U.S. manufacturing output unexpectedly fell in January and recorded its biggest drop since 2009 as cold weather disrupted production, the latest indication the economy got off to weak start this year.
Factory production fell 0.8 percent last month, the largest decline since May 2009, the Federal Reserve said on Friday. Output had increased 0.3 percent in December.
The Fed attributed the first decline in factory output to "severe weather that curtailed production in some parts of the country."
Manufacturing joined retail sales and employment in suggesting a step-back in growth early in the first quarter as cold weather takes its toll.
The drop in factory output and a 0.9 percent fall in mining weighed on overall production, which fell 0.3 percent in January, the biggest drop since April.
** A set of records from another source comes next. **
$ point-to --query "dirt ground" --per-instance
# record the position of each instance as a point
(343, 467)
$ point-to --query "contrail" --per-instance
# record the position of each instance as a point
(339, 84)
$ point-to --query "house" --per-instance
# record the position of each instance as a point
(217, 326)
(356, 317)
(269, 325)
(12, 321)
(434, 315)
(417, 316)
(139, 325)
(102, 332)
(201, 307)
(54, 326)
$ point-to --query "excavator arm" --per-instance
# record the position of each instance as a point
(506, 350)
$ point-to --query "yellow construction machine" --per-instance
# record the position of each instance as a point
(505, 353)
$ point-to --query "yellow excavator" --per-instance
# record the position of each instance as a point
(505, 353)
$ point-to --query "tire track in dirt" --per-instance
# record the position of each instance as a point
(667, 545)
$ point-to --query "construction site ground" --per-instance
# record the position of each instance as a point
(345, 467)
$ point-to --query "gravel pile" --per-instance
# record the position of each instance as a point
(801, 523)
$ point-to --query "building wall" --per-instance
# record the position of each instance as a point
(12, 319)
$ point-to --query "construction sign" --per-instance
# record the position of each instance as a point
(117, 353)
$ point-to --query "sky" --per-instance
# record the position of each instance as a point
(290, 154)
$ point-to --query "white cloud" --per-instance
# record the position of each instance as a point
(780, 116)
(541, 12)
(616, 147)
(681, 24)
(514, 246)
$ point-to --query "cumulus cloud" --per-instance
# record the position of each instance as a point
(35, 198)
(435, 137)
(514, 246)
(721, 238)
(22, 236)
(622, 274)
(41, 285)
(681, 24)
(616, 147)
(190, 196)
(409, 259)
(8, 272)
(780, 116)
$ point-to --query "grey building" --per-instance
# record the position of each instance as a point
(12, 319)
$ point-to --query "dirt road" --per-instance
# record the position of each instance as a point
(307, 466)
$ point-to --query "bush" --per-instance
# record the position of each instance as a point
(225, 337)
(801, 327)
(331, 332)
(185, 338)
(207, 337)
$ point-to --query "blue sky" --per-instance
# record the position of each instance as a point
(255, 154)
Production at the nation's mines, factories and power plants had increased 0.3 percent in December.
But freezing temperatures boosted demand for heating last month, causing utilities production to jump 4.1 percent.
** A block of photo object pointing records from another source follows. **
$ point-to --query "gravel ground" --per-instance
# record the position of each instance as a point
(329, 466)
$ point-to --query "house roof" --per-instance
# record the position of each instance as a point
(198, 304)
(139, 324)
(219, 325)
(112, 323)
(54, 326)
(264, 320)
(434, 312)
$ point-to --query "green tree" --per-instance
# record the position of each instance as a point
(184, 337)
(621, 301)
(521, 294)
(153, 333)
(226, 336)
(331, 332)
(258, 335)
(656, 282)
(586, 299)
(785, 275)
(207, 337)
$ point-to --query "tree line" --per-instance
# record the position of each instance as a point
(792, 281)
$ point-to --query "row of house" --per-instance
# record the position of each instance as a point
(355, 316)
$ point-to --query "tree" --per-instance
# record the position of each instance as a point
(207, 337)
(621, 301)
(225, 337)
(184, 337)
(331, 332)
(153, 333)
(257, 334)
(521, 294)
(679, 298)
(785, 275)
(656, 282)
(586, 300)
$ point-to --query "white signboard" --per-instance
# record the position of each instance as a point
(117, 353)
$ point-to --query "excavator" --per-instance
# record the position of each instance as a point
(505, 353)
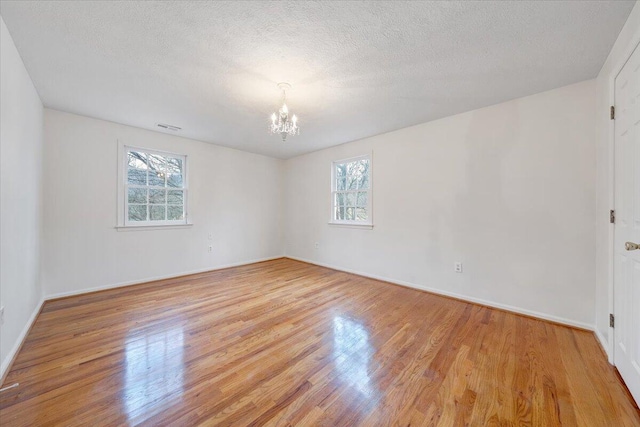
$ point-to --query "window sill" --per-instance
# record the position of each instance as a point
(362, 226)
(152, 227)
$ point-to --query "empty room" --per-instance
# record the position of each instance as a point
(320, 213)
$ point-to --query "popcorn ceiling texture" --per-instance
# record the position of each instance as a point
(357, 68)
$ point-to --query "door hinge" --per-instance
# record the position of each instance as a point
(612, 320)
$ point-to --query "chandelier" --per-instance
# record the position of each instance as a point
(281, 123)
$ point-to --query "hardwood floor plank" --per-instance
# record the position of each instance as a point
(285, 343)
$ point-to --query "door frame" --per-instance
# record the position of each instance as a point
(635, 44)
Economists polled by Reuters had expected manufacturing output to edge up 0.1 percent and industrial production to rise 0.3 percent last month.
Last month, the amount of industrial capacity in use fell to 78.5 percent from 78.9 percent in the prior month.
Industrial capacity utilization, a measure of how fully firms are using their resources, was 1.6 percentage points below its long-run average.
Officials at the Fed tend to look at utilization measures as a signal of how much "slack" remains in the economy, and how much room growth has to run before it becomes inflationary.